The final performance of the Requiem in the camp was to the very faces of the S.S. in June of 1944; it was also ironically during a visit by officials of the Red Cross, who were being told by the Nazis that everything at Terezín was just fine, and that Jews were being treated well. The Red Cross officials were fooled by an elaborate “beautification” scheme at the camp (not that anything material would have changed had they not been fooled). Schächter was willing to gather a greatly depleted choir for the chance to deliver the Requiem’s otherworldly message to even the uncomprehending Nazi criminals, and he did so. Weeks later, almost everyone who had sung it, including Schächter, had been loaded onto cattle cars and sent to the extermination camps.
The film ends with one survivor, Marianka, now 89-years-old, stating to the effect (my recollection being imperfect) that due to her experience singing with Schächter at Terezin: “I am not a Holocaust survivor. I am a Requiem survivor … it is a gift I have taken with me through the rest of my life.”

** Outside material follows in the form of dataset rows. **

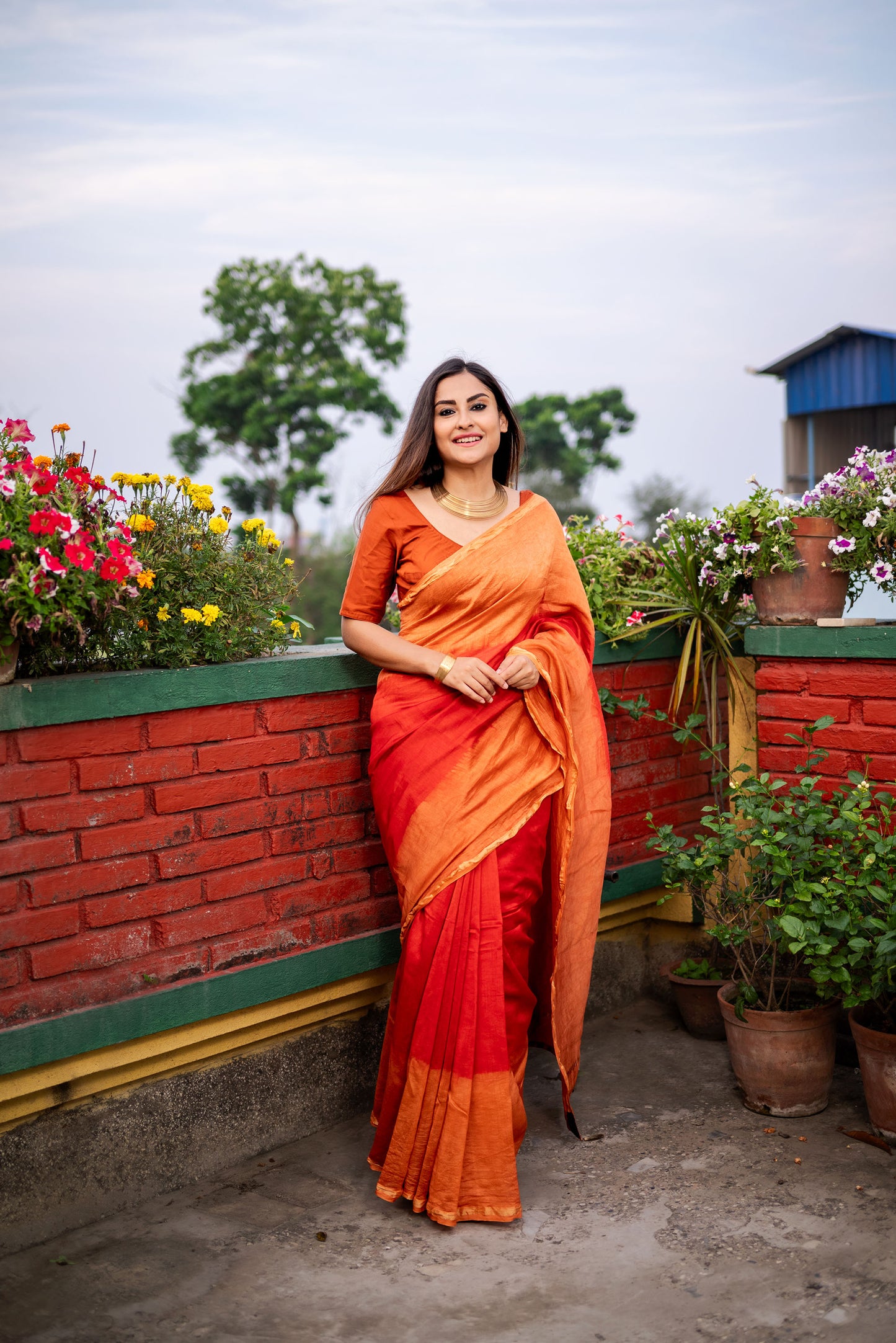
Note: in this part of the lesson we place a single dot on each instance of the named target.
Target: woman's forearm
(388, 650)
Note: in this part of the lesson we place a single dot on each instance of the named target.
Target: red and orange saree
(495, 821)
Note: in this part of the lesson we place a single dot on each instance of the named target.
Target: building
(841, 393)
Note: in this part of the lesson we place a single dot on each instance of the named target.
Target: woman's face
(466, 421)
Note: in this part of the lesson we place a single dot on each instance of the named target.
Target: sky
(647, 194)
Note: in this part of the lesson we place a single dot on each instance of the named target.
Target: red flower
(19, 432)
(43, 483)
(113, 568)
(81, 555)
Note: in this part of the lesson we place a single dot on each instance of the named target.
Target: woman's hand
(476, 680)
(519, 672)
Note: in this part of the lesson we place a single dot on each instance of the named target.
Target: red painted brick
(308, 896)
(34, 780)
(853, 679)
(141, 767)
(382, 881)
(10, 970)
(19, 856)
(110, 983)
(211, 921)
(358, 856)
(257, 943)
(9, 896)
(30, 926)
(203, 792)
(806, 708)
(92, 950)
(782, 676)
(315, 774)
(210, 853)
(136, 837)
(355, 736)
(249, 816)
(316, 834)
(215, 723)
(251, 877)
(255, 751)
(353, 798)
(880, 712)
(84, 809)
(311, 711)
(162, 898)
(65, 740)
(87, 878)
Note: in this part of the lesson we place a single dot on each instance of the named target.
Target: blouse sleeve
(371, 579)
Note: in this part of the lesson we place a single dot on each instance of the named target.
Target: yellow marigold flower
(140, 523)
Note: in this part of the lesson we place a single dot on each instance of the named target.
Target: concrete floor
(684, 1221)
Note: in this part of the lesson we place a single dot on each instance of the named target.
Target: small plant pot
(698, 1001)
(877, 1063)
(784, 1060)
(810, 592)
(9, 658)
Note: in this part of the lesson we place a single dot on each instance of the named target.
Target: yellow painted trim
(184, 1048)
(644, 906)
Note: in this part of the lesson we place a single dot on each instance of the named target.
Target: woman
(492, 792)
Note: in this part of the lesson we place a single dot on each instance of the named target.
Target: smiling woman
(492, 792)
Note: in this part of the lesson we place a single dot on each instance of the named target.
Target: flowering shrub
(66, 563)
(614, 568)
(861, 499)
(200, 597)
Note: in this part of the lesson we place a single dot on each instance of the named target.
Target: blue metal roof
(848, 365)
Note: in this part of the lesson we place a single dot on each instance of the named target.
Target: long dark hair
(418, 461)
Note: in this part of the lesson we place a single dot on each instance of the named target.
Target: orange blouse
(397, 548)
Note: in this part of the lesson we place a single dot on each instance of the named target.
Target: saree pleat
(495, 821)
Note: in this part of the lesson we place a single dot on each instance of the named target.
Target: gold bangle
(445, 666)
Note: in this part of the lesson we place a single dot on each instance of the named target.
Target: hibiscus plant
(66, 562)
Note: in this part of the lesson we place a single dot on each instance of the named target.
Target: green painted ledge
(115, 695)
(162, 1009)
(812, 641)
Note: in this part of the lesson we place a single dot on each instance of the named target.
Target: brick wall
(155, 848)
(859, 695)
(147, 849)
(650, 771)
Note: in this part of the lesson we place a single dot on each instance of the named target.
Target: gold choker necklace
(471, 508)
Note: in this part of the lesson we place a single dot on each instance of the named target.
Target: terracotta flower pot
(9, 658)
(698, 1001)
(877, 1061)
(812, 591)
(784, 1060)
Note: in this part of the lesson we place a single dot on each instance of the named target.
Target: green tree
(566, 442)
(297, 357)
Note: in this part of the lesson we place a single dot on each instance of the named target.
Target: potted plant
(695, 986)
(768, 863)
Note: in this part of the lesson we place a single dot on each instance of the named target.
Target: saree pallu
(495, 821)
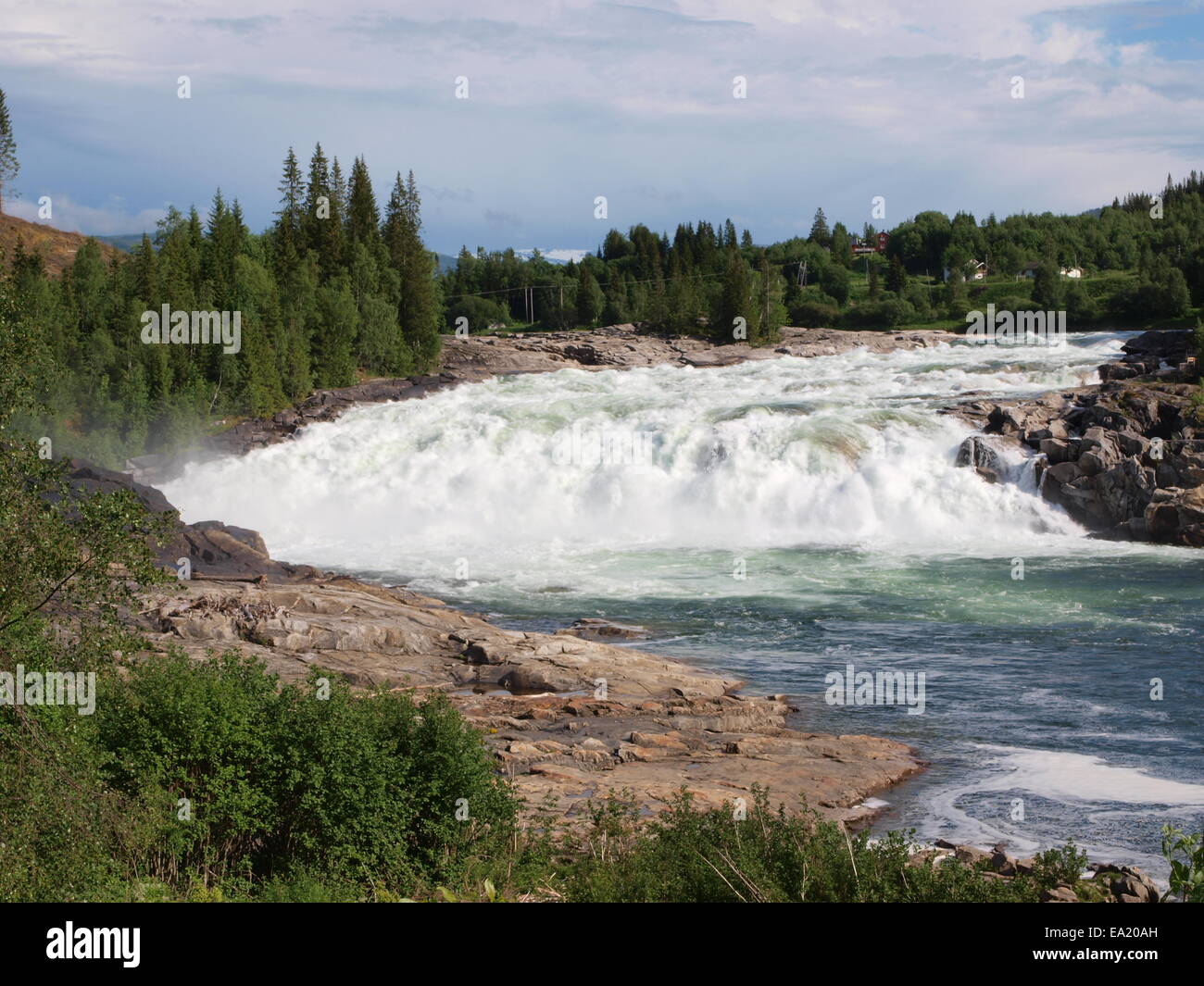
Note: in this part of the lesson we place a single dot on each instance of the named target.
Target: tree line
(336, 289)
(332, 291)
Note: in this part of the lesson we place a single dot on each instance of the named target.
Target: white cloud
(109, 219)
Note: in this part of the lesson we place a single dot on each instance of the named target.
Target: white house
(975, 269)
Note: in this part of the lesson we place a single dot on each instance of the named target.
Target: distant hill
(125, 241)
(58, 248)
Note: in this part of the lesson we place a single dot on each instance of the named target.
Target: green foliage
(1060, 865)
(689, 855)
(281, 779)
(328, 292)
(8, 164)
(1187, 873)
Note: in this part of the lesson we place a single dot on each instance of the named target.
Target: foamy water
(778, 519)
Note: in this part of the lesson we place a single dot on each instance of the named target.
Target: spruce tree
(288, 224)
(896, 277)
(820, 232)
(589, 297)
(8, 163)
(420, 307)
(737, 300)
(362, 215)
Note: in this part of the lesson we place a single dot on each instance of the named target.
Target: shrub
(689, 855)
(813, 315)
(885, 312)
(281, 779)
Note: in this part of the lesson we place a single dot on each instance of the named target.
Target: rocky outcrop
(1103, 882)
(213, 549)
(1148, 356)
(566, 718)
(1123, 457)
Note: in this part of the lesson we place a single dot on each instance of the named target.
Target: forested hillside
(335, 289)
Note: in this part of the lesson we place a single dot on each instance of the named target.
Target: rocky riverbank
(1124, 457)
(569, 716)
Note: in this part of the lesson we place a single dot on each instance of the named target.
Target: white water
(830, 484)
(841, 450)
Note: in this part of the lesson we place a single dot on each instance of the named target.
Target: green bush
(813, 315)
(884, 312)
(687, 855)
(1058, 866)
(276, 780)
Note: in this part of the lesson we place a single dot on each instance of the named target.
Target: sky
(637, 103)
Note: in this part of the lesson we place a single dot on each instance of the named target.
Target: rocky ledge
(1124, 457)
(1103, 882)
(569, 716)
(566, 718)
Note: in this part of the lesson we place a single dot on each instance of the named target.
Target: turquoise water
(779, 521)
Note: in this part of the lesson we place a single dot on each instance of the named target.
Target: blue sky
(571, 100)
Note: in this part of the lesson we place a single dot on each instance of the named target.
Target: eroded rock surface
(566, 718)
(1124, 457)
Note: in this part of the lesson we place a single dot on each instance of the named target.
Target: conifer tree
(420, 307)
(589, 296)
(820, 232)
(8, 164)
(288, 224)
(362, 215)
(735, 301)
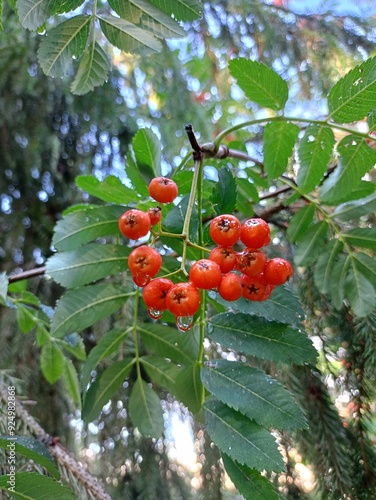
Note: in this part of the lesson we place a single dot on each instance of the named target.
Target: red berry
(183, 299)
(155, 293)
(141, 279)
(134, 224)
(205, 274)
(144, 260)
(163, 190)
(155, 215)
(251, 262)
(255, 288)
(225, 230)
(255, 233)
(230, 287)
(277, 271)
(225, 257)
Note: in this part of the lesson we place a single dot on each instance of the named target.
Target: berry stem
(188, 214)
(217, 141)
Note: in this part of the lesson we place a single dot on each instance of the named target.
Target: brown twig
(31, 273)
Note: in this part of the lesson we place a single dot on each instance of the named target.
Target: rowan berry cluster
(234, 274)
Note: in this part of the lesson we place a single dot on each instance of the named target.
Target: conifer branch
(67, 463)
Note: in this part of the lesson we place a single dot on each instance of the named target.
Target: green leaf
(161, 371)
(361, 237)
(135, 176)
(224, 192)
(314, 151)
(353, 97)
(3, 288)
(250, 483)
(356, 159)
(111, 189)
(71, 382)
(323, 274)
(242, 439)
(279, 140)
(80, 308)
(253, 393)
(62, 6)
(337, 282)
(61, 43)
(51, 362)
(26, 319)
(92, 71)
(33, 13)
(306, 251)
(81, 227)
(147, 151)
(366, 265)
(174, 220)
(128, 37)
(258, 337)
(353, 210)
(182, 10)
(300, 223)
(161, 24)
(189, 387)
(359, 292)
(145, 410)
(87, 263)
(34, 486)
(169, 343)
(283, 306)
(371, 120)
(259, 83)
(32, 449)
(106, 346)
(75, 345)
(247, 196)
(104, 388)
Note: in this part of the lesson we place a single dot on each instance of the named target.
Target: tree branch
(65, 460)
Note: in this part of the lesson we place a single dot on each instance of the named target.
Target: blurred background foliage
(49, 136)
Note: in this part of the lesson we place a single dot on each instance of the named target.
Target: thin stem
(134, 328)
(217, 141)
(188, 214)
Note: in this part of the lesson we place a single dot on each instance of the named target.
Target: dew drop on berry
(141, 279)
(184, 323)
(154, 313)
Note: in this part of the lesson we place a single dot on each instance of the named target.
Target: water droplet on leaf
(155, 314)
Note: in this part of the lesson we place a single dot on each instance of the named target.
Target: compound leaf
(82, 307)
(253, 393)
(242, 439)
(92, 71)
(306, 251)
(111, 189)
(356, 159)
(84, 226)
(61, 43)
(259, 83)
(353, 97)
(128, 37)
(250, 483)
(314, 151)
(86, 264)
(279, 140)
(145, 410)
(51, 362)
(258, 337)
(104, 387)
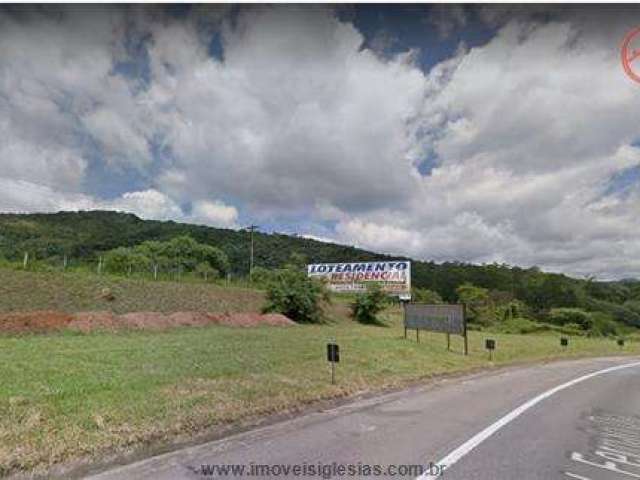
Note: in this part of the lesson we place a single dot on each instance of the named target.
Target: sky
(478, 133)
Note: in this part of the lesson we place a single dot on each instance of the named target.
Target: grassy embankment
(66, 396)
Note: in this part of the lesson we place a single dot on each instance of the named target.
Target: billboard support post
(464, 316)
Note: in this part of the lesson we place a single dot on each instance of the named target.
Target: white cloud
(214, 213)
(530, 128)
(298, 120)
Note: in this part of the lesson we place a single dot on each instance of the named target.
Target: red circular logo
(631, 56)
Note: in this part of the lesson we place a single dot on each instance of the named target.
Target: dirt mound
(87, 321)
(46, 321)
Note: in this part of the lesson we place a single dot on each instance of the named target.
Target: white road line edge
(480, 437)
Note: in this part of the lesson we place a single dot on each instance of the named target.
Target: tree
(297, 296)
(120, 260)
(206, 271)
(424, 295)
(367, 306)
(480, 308)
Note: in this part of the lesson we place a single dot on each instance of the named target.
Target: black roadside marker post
(490, 345)
(333, 356)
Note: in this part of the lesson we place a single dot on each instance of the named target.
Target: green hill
(83, 236)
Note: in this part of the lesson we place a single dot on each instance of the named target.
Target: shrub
(603, 325)
(563, 316)
(206, 271)
(262, 276)
(368, 305)
(293, 294)
(424, 295)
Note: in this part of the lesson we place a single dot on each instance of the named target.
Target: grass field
(73, 292)
(66, 396)
(70, 396)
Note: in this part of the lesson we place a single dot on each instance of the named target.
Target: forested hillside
(84, 236)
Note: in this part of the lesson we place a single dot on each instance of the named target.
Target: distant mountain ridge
(86, 234)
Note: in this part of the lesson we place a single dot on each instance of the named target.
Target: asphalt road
(507, 424)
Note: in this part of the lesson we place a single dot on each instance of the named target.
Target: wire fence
(173, 272)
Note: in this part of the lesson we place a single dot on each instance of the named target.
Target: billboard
(437, 318)
(393, 276)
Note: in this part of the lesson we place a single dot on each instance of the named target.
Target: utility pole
(251, 229)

Despite all the horrors she witnessed, she seems to be saying that her experience of the Requiem transcends her memories of that period.
Watching the film, I found myself reflecting on the mysteriousness of how and where we can be transported by the sublime. Even, apparently, away from a concentration camp, if only momentarily. And what’s in a moment? Music, when very profound, seems to be closer to what our souls tell us is the language of God than any plain words can be. Feelings are touched and expressed which cannot be told in speech. Time itself seems different in these moments; it feels more substantial, without apparent limit.
The singers at Terezín, and those who heard the performances of Verdi’s Requiem, were not saved by the music from the cattle cars and the gas chambers. Yet, it meant something very great to them, and it is beyond any means of human calculation to weigh it against the tragedy of their fate. The survivors can only attest to what it has meant to them. It was right of Murry Sidlin to return the Requiem to Terezín and perform it again to the walls that heard it over 65 years ago. Something clearly told him deep inside that such a moment would be also be worth more than the hours and minutes it took to execute it.
Someone, we want to believe, is witnessing these moments and cherishing them for all our sakes.
You have kept count of my tossings;
put my tears in your bottle.
Are they not in your book?
The documentary “Defiant Requiem” is certainly well-worth seeing, if it should be playing at an art house near you, or ultimately at home on the small-screen.